At least a year, though we're just about still in the phase where we can
change the ABI freely. API can be deprecated and even disabled (i.e.
the API is still there, but consists of stubs only).

I'm not sure how others think about completely changing this.
Personally I'd be fine with it.

> For compatibility, that's also the idea behind another generic
> AV_PIX_FMT_HWACCEL that would enforce data[i] to be clear of any
> user-supplied pointers, and buf[i] shall be filled in by appropriate
> accessors, or while creating the side-data, e.g.
> av_vaapi_frame_create_side_data(). i.e. when lavc swallows up an
> AVFrame with new-style hwaccel, this is where the AV_PIX_FMT_VAAPI
> would be replaced with AV_PIX_FMT_HWACCEL. Replace "swallows up" with
> e.g. av_vaapi_frame_convert_in_place() if you prefer. Otherwise, IMHO,
> the old-style fields should live untouched, hence the need to keep the
> hwaccel side-data around.

Isn't the problem more about output?

Again, there's the problem with the current hwaccel API selecting the
hwaccel with get_format(), just using the hwaccel-specific pixfmt.

Also, AVFrame.buf[] should cover the memory referenced by
AVFrame.data[]. It's merely a refcount helper for AVFrame.data[], and
should not do additional things.

I think using AVFrame side data for this would be a bit awkward.
Possibly it _could_ be used to store things like VADisplay if we don't
find a better way, but I think having a AVHWAccelFrame would be better.

> >  
> >> PS: other benefit of the AVHWAccelFrame side-data is that I can stuff
> >> crop information into there. Since this is only useful to hwaccel, no
> >> need to populate AVFrame with additional fields IMHO.  
> >
> > IMHO, crop information should be generally available, even for software
> > surfaces. What we currently do are terrible hacks: align the X/Y
> > coordinates to chroma boundaries and adjust the pointer (meaning
> > everyone has to do with possibly unaligned pointers, and non-mod-2
> > crops don't work correctly), and this also means you can have a
> > non-mod-2 width/height, which doesn't really make sense for chroma.  
> 
> I don't really see why this would be needed for SW. AVFrame.buf[] will
> hold the buffers as in "the original allocation". Then AVFrame.data[]
> shall be filled in to fit the actual cropped/decoded region. Isn't it?

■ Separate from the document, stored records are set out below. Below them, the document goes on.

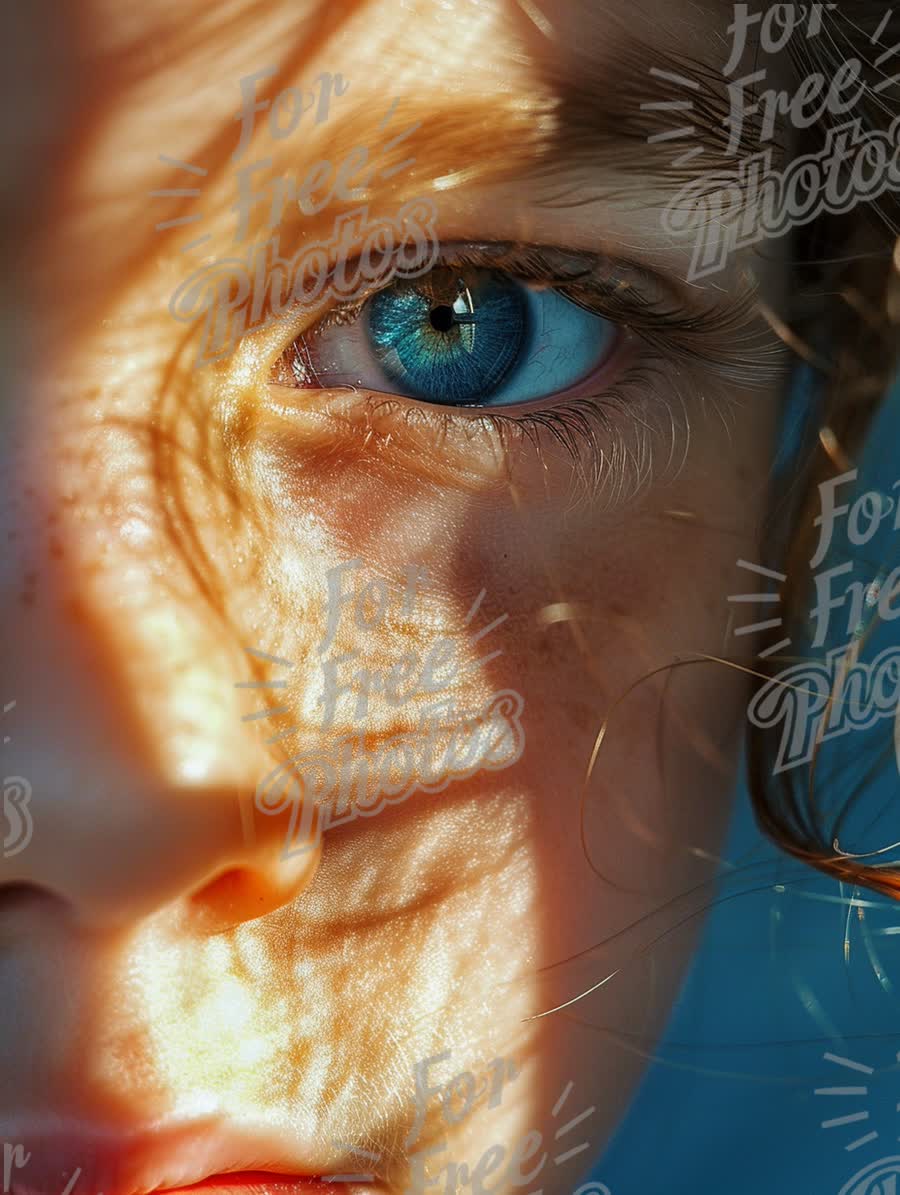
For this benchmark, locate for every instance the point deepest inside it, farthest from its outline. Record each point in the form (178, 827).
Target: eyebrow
(612, 115)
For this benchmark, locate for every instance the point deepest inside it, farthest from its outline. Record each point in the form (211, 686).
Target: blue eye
(460, 337)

Yes, AVFrame.buf[] does this, but you still don't know e.g. the
original width, or even the pointer to a plane's original (0, 0) pixel
if AVFrame.buf[0] covers all planes.

I think doing cropping as metadata would also simplify code a lot. For
example, nobody has to worry about non-mod-2 yuv420 anymore, and how it
should be handled. It's less tricky, more correct, more efficient.